Caminamos hacia la plaza de Callao. Enseguida encontramos a otro indigente. Se encuentra junto al escaparate de unos grandes almacenes. Se trata de un varón. Está sentado sobre una enorme bolsa de «nailon» oscura. Suponemos que es donde guarda todas sus cosas. Las únicas que el hombre debe de tener. Se llama Ángeles Masneda y es portugués. Asegura que lleva en España algo más de dos años. «Pido porque no tengo para comer. Pido para comer. No puedo trabajar porque estoy enfermo, muy enfermo. Tengo dos hernias que debería quitarme pero no sé como pagarlo o donde ir para que me operen sin que me cueste». Ángeles vive con una hija en Madrid. «Ella – asegura – tampoco puede trabajar. Es diabética. Yo estoy casi siempre aquí, en Callao. Pero son muchos los que quisieran estar en este lugar. La Policía, por lo general, no nos molesta. De vez en cuando nos dice que nos movamos un poco», relata.
- ¿Se saca usted suficiente para ir tirando?. La pregunta no parece hacerle mucha gracia. Nos mira y pone cara de pocos amigos. Al final, admite que «se saca muy poco porque hay bastante competencia». Y, en ese momento, nos señala toda la plaza de Callao y, también, la Gran Vía hacia abajo, camino de la plaza de Plaza de España.
De invierno en plena canícula
Llegamos a esa plaza, a la de España. Nada más entrar en ella vemos a un hombre de raza negra que está de pie y pidiendo. Utiliza un gorro de ganchillo a modo de limosnera. En cuanto le indicamos nuestras intenciones, un evidente nerviosismo le invade. «No, no. Por favor. No hablo nada». Algo muy parecido nos ocurre con otra indigente que está en medio de la plaza. Es una mujer de unos 60 años. Delgada, muy delgada. Viste de invierno en plena canícula y arrastra cuatro bolsas de plástico repletas de papeles, cartones y lana. Nos hace un gesto para que la dejemos en paz. Huye disparada pero cambia de rumbo en cuanto se percata del coche patrulla de la Policía Nacional estacionado junto a las estatuas de Don Quijote y Sancho Panza, hacia donde ella iba.
Lo peor todavía estaba por ver. Se trata del paso peatonal subterráneo de la plaza de España.

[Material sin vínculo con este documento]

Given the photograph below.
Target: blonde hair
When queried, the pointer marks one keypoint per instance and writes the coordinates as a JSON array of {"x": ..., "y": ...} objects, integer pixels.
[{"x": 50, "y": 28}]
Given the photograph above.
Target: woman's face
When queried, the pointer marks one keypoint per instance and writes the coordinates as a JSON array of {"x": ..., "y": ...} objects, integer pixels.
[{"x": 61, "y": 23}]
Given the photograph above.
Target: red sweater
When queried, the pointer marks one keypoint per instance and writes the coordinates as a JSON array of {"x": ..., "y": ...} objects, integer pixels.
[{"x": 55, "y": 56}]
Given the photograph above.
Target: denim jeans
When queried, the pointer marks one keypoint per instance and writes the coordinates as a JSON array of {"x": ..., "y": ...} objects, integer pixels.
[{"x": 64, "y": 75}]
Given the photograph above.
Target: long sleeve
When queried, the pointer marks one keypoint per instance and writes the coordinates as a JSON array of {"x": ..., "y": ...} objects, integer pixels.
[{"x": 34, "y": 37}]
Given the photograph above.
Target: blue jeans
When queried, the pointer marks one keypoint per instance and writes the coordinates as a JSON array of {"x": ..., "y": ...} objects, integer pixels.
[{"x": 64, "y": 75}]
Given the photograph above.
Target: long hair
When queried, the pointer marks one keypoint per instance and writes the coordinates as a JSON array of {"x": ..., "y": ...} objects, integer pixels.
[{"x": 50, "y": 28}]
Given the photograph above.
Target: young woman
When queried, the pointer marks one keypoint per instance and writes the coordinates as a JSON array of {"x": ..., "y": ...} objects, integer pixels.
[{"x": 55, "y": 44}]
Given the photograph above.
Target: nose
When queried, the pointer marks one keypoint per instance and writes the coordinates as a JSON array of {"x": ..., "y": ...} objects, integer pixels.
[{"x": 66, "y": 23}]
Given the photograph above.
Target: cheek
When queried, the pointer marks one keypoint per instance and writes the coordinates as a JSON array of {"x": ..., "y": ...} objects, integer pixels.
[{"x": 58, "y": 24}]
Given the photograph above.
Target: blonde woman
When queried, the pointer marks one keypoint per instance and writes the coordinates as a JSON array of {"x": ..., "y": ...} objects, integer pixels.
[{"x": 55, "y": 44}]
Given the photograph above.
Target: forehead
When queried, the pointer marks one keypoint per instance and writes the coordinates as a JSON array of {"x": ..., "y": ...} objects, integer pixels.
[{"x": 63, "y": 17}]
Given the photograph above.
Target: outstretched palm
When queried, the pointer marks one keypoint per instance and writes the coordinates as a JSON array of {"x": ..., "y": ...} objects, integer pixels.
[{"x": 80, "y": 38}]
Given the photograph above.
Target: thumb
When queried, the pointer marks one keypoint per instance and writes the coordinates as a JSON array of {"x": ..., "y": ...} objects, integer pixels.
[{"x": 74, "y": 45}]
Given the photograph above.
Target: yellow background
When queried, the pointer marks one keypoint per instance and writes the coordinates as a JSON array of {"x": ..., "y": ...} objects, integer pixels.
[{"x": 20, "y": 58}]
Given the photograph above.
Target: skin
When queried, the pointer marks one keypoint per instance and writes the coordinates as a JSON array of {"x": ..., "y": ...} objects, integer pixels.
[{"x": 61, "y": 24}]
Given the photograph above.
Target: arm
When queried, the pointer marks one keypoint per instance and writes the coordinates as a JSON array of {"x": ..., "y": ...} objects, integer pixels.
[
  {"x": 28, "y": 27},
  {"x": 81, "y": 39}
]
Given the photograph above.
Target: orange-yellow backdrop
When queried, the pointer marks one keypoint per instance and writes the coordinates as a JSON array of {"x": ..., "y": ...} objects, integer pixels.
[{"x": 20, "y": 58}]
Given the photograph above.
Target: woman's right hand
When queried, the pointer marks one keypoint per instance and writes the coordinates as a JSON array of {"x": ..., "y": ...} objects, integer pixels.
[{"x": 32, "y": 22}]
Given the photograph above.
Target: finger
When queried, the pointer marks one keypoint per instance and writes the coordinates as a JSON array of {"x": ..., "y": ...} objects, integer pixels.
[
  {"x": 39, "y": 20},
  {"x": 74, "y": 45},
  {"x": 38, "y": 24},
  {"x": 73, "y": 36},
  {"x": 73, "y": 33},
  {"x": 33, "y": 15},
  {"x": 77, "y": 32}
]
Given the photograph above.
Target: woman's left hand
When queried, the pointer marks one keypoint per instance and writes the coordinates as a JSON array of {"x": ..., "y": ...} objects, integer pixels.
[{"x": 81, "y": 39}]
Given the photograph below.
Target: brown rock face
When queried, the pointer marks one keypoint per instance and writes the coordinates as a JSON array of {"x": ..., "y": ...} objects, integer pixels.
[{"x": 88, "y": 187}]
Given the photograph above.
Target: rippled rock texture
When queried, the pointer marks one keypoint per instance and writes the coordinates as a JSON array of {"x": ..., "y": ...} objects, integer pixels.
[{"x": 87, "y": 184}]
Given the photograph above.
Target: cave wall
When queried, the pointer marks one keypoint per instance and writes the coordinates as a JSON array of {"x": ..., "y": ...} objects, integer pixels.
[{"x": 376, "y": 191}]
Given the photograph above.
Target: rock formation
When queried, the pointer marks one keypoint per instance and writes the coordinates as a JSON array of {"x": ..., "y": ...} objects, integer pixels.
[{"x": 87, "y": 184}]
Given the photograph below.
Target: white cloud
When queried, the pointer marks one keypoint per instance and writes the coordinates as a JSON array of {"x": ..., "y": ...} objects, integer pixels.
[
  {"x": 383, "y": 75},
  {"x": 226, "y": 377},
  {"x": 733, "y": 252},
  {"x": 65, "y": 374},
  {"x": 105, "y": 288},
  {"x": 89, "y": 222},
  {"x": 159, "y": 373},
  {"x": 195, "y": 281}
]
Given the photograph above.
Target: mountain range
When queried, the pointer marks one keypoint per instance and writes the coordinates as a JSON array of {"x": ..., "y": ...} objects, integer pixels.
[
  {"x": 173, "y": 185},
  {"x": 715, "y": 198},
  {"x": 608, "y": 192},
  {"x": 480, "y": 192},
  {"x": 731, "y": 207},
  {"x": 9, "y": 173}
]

Allí, bajo techado, duermen cuatro inmigrantes. En realidad, los cartones y los «huecos» parecen indicar que allí están «domiciliadas», por lo menos, diez o doce personas. Huele a orín que apesta. El calor, sofocante, lo aviva aún más. Llama la atención una caseta hecha a base de cartón. El «dueño» no está pero tiene muy bien marcado su territorio.